6 Responses to Using ReSharper as an essential part of your TDD toolkit

  1. Carsten hess says:

    I just spotted that James Kovacs have written a ReShaper-plugin for running VSTS UnitTests: http://www.jameskovacs.com/blog/IntroducingVstsUnitPluginForReSharper.aspx

  2. paul.laudeman says:

    Kiwidude – Sure, I agree with your feelings… The initial release of 2.0 was a pig performance wise and subsequent builds have gotten better in this regard, but it is still noticeable (as I mentioned in my post). All I can say about your experiences with ReSharper is to keep an eye out for the 2.1 release which is right around the corner, and hopefully it might address some of your/our concerns. Your other points about the pro’s of TDD.NET are right on target, of course!

    Karl – Yes, it is worth giving these tdd featues a short, especially if you are using NUnit on a regular basis. I find that it is very convenient to stay in the IDE as much as possible to help keep the flow. :-)

  3. karl says:

    Paul:
    I use Resharper a lot…love it. Just never really used the unit test parts of it…I’ll give it a go…habits are hard to break though :)

  4. kiwidude says:

    Paul,

    I won’t argue at all that Resharper 2.0 has some great features especially compared to VS2005 by itself but I just can’t cope with the absolutely appalling slowdown of the Visual Studio IDE Resharper introduces. Startup time for the IDE increase by up to 15 seconds, every keystroke in the IDE becomes sluggish, it crashes for me once every four or five times of exiting and there are still so many irritating bugs its not funny. I’ve been a huge Resharper fan of the 1.5 versions but 2.0 imho is unusable for people who do a lot of chopping and changing between projects all day as I do…

    It’s been uninstalled and will remain so until (or if) those guys at JetBrains pull finger and sort out those issues – approx 4,500 of them listed on Jira…

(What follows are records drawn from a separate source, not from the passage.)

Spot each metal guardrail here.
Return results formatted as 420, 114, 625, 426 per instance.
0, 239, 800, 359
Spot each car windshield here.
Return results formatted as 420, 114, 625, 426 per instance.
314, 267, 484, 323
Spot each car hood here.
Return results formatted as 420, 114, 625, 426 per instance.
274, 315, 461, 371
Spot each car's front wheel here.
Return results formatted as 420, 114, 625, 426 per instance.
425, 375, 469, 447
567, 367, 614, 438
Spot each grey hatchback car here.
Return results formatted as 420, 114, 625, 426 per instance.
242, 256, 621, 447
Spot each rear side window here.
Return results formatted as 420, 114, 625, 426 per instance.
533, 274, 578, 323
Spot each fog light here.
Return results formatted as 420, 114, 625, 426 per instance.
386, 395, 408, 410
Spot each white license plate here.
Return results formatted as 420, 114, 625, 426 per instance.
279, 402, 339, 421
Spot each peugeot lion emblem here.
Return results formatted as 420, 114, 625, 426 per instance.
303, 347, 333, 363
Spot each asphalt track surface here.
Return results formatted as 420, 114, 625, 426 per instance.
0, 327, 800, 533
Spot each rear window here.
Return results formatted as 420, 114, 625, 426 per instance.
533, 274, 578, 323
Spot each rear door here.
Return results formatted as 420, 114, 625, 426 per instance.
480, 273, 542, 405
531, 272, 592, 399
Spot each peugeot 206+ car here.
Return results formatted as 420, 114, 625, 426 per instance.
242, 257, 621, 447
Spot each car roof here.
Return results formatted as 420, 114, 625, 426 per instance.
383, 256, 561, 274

    I’ll take the more lightweight, stable, richly featured (Test with Coverage, Test with Reflector, multiple testing framework support etc) TestDriven.Net add-in any day of the week over this bloat… we all have our preferences… ;-)

  5. Hi Karl,

    I like TestDriven.NET and have in fact used both of them side-by-side. However, I am rather addicted to the visual indicators of my test results and that is a definite plus to me. TDD.NET only outputs to the VS.NET output window and you have to scroll up through the output to find out information about failing tests, etc.

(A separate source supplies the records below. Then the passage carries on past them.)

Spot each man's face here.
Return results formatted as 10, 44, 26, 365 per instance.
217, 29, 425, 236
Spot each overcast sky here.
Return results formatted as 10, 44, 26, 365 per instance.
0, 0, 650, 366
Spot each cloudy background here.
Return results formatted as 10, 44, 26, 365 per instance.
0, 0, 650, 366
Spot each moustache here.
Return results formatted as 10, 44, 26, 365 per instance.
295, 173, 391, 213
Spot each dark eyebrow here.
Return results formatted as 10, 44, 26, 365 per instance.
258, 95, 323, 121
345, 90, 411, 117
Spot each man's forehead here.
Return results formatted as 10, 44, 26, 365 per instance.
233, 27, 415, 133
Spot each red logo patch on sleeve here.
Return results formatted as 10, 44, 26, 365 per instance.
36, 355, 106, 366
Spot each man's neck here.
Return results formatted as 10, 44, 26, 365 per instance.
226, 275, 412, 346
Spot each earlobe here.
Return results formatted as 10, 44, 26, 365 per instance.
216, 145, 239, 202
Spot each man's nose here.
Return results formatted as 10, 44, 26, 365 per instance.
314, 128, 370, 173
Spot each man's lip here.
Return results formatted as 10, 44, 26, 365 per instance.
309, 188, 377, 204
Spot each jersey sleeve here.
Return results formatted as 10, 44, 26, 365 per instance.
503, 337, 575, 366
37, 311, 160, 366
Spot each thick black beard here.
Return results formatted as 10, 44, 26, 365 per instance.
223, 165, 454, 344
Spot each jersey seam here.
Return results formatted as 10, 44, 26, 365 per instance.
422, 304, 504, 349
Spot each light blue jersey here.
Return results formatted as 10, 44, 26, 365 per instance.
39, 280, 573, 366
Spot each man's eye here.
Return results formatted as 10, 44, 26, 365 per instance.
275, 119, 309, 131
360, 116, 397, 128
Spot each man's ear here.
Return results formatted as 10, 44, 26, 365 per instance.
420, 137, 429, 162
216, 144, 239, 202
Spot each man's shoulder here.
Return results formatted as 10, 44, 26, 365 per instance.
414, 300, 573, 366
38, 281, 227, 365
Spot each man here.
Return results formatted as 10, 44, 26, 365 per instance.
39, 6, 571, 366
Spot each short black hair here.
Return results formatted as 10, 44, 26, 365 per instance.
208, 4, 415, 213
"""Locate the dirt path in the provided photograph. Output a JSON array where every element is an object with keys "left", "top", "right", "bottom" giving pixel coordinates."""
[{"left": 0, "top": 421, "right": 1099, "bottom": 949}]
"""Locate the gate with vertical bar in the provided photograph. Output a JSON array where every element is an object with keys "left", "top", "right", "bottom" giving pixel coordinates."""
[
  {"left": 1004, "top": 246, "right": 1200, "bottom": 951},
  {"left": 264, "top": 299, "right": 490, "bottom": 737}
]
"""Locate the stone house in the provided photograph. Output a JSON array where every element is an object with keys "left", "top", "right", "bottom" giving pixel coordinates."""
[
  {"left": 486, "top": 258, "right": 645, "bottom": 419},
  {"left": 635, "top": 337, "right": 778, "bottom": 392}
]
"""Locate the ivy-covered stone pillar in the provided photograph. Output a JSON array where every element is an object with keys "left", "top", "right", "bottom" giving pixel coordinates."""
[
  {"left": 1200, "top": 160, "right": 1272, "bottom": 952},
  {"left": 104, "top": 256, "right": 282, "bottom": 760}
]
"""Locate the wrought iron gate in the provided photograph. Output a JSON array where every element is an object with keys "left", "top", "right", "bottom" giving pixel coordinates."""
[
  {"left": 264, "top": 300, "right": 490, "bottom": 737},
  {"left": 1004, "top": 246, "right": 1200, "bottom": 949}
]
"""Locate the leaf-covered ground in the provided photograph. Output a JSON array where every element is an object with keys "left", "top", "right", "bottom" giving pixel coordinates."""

    One definite plus to TDD.NET at this time is that it supports VSTS test fixtures, which ReSharper unfortunately does not. This is a bit of a mixed benefit, though, at least for me as I find that time the time it takes to compile and run the VSTS fixtures takes quite a bit of time, at least in comparison to NUnit fixtures. (Of course, I still need to download and give the latest version of TDD.NET a run and compare my experiences with the latest bits.)

    Another plus to using TDD.NET is that you get integrated support for code coverage reports and visualization through NCover. This feature alone rocks because the integration is so slick! ReSharper doesn’t offer any comparable feature in this area at this time.

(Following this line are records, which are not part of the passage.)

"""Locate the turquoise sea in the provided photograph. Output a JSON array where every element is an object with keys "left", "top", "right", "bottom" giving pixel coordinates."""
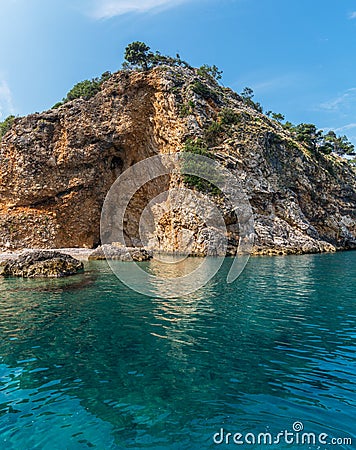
[{"left": 0, "top": 252, "right": 356, "bottom": 450}]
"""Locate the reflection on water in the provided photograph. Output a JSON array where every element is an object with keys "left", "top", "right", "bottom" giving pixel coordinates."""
[{"left": 0, "top": 253, "right": 356, "bottom": 450}]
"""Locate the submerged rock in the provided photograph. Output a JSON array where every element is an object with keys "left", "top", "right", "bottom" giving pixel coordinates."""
[
  {"left": 0, "top": 251, "right": 84, "bottom": 278},
  {"left": 88, "top": 244, "right": 152, "bottom": 262}
]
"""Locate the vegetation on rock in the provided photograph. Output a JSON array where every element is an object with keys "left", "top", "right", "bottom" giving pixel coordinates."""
[{"left": 0, "top": 116, "right": 15, "bottom": 139}]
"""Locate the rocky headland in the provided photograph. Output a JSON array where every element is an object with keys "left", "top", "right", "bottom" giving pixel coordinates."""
[{"left": 0, "top": 66, "right": 356, "bottom": 258}]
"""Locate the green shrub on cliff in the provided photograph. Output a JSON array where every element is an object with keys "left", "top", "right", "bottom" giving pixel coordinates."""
[{"left": 0, "top": 116, "right": 15, "bottom": 139}]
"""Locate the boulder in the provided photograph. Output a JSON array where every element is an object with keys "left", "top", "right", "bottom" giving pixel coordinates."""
[{"left": 0, "top": 250, "right": 84, "bottom": 278}]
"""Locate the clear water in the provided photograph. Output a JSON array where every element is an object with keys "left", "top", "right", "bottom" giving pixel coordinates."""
[{"left": 0, "top": 252, "right": 356, "bottom": 450}]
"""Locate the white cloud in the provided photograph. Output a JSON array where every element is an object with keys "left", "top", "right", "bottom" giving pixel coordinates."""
[
  {"left": 335, "top": 123, "right": 356, "bottom": 133},
  {"left": 0, "top": 79, "right": 15, "bottom": 120},
  {"left": 320, "top": 88, "right": 356, "bottom": 111},
  {"left": 91, "top": 0, "right": 191, "bottom": 19}
]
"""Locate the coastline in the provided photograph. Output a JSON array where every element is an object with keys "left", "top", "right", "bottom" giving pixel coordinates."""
[{"left": 0, "top": 247, "right": 355, "bottom": 262}]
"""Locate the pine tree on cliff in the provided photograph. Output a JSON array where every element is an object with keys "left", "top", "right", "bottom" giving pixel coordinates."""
[{"left": 124, "top": 41, "right": 154, "bottom": 70}]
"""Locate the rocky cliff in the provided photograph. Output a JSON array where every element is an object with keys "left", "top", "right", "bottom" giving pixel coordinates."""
[{"left": 0, "top": 67, "right": 356, "bottom": 254}]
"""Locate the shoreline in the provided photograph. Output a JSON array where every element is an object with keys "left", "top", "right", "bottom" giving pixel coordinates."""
[{"left": 0, "top": 247, "right": 356, "bottom": 262}]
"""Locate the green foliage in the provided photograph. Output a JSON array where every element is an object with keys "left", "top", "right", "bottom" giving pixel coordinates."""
[
  {"left": 192, "top": 80, "right": 217, "bottom": 100},
  {"left": 320, "top": 131, "right": 355, "bottom": 155},
  {"left": 205, "top": 121, "right": 224, "bottom": 145},
  {"left": 293, "top": 123, "right": 322, "bottom": 151},
  {"left": 198, "top": 64, "right": 223, "bottom": 81},
  {"left": 182, "top": 139, "right": 221, "bottom": 195},
  {"left": 272, "top": 112, "right": 285, "bottom": 122},
  {"left": 219, "top": 108, "right": 240, "bottom": 125},
  {"left": 240, "top": 87, "right": 263, "bottom": 113},
  {"left": 0, "top": 115, "right": 15, "bottom": 139},
  {"left": 284, "top": 122, "right": 355, "bottom": 156},
  {"left": 179, "top": 100, "right": 195, "bottom": 117},
  {"left": 240, "top": 87, "right": 255, "bottom": 101},
  {"left": 122, "top": 41, "right": 190, "bottom": 70},
  {"left": 125, "top": 41, "right": 154, "bottom": 70}
]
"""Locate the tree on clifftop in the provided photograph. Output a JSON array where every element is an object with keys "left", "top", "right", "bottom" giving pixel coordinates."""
[{"left": 125, "top": 41, "right": 154, "bottom": 70}]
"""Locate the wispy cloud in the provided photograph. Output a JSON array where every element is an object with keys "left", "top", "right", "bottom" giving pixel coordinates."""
[
  {"left": 91, "top": 0, "right": 192, "bottom": 19},
  {"left": 319, "top": 88, "right": 356, "bottom": 111},
  {"left": 335, "top": 123, "right": 356, "bottom": 133},
  {"left": 0, "top": 79, "right": 15, "bottom": 120}
]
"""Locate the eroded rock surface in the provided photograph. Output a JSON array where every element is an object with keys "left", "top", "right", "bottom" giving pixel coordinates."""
[
  {"left": 0, "top": 251, "right": 84, "bottom": 278},
  {"left": 0, "top": 67, "right": 356, "bottom": 254}
]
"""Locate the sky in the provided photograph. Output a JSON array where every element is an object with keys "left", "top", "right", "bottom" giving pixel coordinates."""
[{"left": 0, "top": 0, "right": 356, "bottom": 144}]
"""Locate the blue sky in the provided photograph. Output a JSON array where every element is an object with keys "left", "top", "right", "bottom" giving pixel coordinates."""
[{"left": 0, "top": 0, "right": 356, "bottom": 144}]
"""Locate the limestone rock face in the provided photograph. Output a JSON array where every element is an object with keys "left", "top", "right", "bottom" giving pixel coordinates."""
[
  {"left": 88, "top": 244, "right": 152, "bottom": 262},
  {"left": 0, "top": 67, "right": 356, "bottom": 255},
  {"left": 0, "top": 251, "right": 83, "bottom": 278}
]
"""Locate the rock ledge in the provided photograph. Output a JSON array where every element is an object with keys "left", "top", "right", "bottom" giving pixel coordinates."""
[{"left": 0, "top": 251, "right": 84, "bottom": 278}]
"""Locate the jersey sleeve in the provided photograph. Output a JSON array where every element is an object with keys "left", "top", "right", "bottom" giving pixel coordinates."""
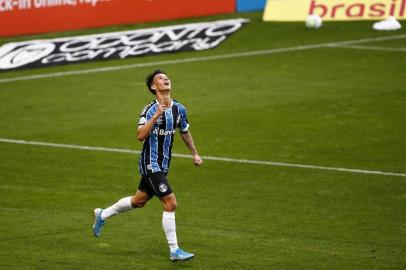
[{"left": 178, "top": 105, "right": 189, "bottom": 133}]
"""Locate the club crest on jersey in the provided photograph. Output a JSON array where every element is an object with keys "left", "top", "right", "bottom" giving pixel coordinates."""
[
  {"left": 159, "top": 183, "right": 168, "bottom": 193},
  {"left": 176, "top": 115, "right": 180, "bottom": 125},
  {"left": 155, "top": 116, "right": 164, "bottom": 125}
]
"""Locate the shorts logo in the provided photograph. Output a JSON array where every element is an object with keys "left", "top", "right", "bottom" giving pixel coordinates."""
[{"left": 159, "top": 183, "right": 168, "bottom": 193}]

    In the end, even without the unit testing support, I’d choose to use ReSharper any day at least for it’s refactoring and code gen abilities. Once you get started with it, get the keyboard shortcuts memorized, etc., you can really get into the red-green-refactor flow, and whatever tool that can do that for me without getting in my way gets a big thumbs up. If you use truly use TDD to guide your development, and let ReSharper help you to that end, you’ll appreciate the productivity boost.

    -Paul

  6. karl says:

    Paul:
    How do you feel it compare to TestDriven.NET?